Circuit Breaker: Workplaces face tighter measures

'We will reduce the number of businesses allowed to operate at their work premises, especially businesses that are less critical'

Circuit Breaker: Workplaces face tighter measures

Following Singapore’s Circuit Breaker extension, the Ministry of Trade and Industry (MTI) announced tightened measures for workplaces.

During the national address on Tuesday (21 June), Prime Minister Lee explained the need to close additional workplaces to minimise the movement and interaction between people and curb the spread of COVID-19.

MTI said they will inform businesses that are ‘less critical’ for daily living or those part of essential supply chains. Upon notification, affected businesses will have 24hours to wind down their operations completely.

However, the ministry added that some businesses with approvals to operate during the original Circuit Breaker till May 4 can continue doing so until June 1.

“We will reduce the number of businesses allowed to operate at their work premises, especially businesses that are less critical for daily living or to maintain essential supply chains,” said MTI.

“This will mean that some businesses which are currently permitted to operate at their work premises will be required to suspend their on-site activities.

“The affected businesses will be notified by MTI and will have 24 hours upon notification to wind down their business operations completely. While this may mean some degradation of services, it is necessary to further reduce the number of workers in essential firms and minimise the risks of transmission among workers.”

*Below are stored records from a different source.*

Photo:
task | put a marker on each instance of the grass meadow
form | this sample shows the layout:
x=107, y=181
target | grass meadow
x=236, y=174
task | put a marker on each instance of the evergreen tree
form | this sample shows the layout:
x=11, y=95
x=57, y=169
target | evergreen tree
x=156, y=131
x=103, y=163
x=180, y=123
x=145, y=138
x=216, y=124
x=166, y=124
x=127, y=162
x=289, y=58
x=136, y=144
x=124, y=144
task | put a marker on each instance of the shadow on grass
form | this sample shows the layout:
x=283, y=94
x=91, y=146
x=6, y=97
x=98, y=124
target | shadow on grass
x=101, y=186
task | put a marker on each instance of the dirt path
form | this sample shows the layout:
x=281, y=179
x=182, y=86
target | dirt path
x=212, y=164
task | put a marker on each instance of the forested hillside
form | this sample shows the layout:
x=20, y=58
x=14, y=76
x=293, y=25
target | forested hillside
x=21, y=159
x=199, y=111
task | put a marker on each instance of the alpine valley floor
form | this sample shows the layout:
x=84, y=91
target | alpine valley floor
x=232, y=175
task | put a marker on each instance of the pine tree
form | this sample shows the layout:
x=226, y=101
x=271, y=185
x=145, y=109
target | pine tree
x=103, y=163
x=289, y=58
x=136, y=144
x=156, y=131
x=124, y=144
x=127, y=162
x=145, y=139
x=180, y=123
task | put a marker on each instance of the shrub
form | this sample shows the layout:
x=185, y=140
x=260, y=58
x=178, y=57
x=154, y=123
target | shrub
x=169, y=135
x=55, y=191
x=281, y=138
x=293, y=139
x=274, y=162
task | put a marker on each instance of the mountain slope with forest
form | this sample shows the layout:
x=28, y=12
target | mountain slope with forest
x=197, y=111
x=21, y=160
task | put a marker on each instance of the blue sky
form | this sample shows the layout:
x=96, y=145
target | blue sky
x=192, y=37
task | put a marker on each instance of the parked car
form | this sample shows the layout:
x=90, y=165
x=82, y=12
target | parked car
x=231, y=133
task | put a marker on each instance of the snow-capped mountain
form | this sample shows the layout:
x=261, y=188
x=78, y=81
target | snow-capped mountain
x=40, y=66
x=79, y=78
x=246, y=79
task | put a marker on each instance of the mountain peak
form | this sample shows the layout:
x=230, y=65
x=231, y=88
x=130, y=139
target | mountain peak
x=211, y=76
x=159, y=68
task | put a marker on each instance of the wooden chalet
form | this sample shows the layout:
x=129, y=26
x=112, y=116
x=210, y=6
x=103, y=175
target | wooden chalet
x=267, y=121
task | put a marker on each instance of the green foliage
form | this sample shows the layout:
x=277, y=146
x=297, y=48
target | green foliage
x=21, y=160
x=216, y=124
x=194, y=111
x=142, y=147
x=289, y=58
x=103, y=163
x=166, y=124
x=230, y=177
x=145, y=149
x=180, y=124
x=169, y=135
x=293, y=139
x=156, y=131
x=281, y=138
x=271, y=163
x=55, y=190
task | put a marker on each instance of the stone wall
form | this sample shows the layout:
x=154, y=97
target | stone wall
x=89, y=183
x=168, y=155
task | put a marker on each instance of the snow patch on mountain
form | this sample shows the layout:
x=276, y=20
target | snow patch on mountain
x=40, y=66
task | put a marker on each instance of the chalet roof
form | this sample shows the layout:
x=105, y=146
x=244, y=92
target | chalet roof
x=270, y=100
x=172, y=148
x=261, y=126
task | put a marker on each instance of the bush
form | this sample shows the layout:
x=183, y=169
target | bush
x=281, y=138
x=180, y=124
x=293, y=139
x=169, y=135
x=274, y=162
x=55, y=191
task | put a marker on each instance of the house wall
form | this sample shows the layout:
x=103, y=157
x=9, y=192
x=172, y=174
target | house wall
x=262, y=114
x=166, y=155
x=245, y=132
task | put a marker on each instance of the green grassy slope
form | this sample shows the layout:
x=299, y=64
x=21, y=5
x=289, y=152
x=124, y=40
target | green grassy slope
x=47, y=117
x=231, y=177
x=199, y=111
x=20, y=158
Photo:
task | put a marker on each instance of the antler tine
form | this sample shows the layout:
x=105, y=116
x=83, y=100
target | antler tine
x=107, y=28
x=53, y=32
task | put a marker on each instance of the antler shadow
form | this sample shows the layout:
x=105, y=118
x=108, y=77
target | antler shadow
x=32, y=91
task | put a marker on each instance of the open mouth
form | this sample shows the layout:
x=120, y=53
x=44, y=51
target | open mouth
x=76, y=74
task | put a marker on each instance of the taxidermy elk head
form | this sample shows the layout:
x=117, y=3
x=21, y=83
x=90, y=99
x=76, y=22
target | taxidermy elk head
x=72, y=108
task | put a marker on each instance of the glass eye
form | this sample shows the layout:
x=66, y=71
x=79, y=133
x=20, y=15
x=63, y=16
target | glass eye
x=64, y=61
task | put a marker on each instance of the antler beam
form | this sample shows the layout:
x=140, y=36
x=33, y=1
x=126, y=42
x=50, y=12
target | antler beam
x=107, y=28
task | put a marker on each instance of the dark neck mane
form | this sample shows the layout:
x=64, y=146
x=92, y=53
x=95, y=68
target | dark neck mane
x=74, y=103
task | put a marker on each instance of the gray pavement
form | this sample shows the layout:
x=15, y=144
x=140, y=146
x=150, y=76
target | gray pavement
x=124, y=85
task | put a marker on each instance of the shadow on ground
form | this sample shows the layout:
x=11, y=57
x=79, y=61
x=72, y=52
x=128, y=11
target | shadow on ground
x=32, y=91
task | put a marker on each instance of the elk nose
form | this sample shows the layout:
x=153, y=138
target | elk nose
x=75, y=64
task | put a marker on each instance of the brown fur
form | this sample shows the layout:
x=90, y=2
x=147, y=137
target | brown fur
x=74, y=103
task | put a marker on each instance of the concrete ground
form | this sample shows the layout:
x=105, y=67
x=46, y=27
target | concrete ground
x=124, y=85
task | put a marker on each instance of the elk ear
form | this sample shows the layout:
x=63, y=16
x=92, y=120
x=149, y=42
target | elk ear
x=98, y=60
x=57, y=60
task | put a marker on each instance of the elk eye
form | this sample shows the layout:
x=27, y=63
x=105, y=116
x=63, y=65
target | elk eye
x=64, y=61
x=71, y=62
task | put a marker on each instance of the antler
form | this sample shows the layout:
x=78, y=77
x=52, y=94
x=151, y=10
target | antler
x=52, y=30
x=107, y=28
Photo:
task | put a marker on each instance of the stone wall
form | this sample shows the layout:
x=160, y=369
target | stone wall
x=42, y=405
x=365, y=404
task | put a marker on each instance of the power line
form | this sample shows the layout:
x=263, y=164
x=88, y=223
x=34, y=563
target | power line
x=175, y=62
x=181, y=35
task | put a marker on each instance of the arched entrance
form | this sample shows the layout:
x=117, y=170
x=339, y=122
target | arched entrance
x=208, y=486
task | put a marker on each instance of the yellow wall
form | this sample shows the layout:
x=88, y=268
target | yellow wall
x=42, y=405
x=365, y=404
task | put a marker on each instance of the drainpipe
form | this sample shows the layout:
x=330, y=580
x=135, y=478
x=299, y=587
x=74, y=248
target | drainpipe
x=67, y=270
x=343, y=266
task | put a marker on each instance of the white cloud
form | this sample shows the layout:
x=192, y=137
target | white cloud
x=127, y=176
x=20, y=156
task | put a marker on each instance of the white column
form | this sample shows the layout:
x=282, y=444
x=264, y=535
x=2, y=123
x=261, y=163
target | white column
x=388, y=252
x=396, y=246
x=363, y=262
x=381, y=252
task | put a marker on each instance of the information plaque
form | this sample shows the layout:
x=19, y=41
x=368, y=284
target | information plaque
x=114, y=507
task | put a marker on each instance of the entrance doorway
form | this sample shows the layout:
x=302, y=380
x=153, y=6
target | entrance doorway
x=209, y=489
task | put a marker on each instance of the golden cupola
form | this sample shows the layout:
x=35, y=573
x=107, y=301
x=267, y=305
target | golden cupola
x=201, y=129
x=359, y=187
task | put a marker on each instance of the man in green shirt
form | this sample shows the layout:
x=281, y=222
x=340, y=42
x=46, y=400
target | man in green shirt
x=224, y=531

READ MORE: Circuit Breaker: How can HR support employees?

Essential workplaces
For workplace premises allowed to remain open, MTI reminded employers that they must put in place effective measures to avoid transmission of COVID-19.

Such measures include:

  • Not allowing teams working in different locations to interact physically with one another
  • Implementing safe distancing measures at every workplace premise
  • Ensuring workers wear masks at work

MTI encouraged workers permitted to work during the Circuit Breaker to use SafeEntry, a digital check-in application, to log their entry into and exit from their workplaces. This will assist in contact tracing efforts by the authorities.

READ MORE: MOM puts construction sector under mandatory quarantine

Foreign workers
Additionally, as announced by the Multi-Ministry Taskforce, from April 22 onwards, workers are not allowed to move in and out of all dormitories.

MTI reminded employers they’re required to ensure that their foreign workers have appropriate housing options to mitigate against the spread of COVID-19.

Also, emphasising the need to reduce the number of workers allowed to work on-site, those living in the dormitories cannot commute to work during the lockdown period.

“Employers should inform affected workers of the new condition,” MTI said. “Employers should also ensure that food will be provided to their workers living in the respective living quarters.

“This can be arranged with the dormitory operators if they are already catering food for the workers. Employers can also make their own arrangements to ensure that food will be delivered to workers. The workers must remain in their residence as much as possible to reduce the risk of transmission.”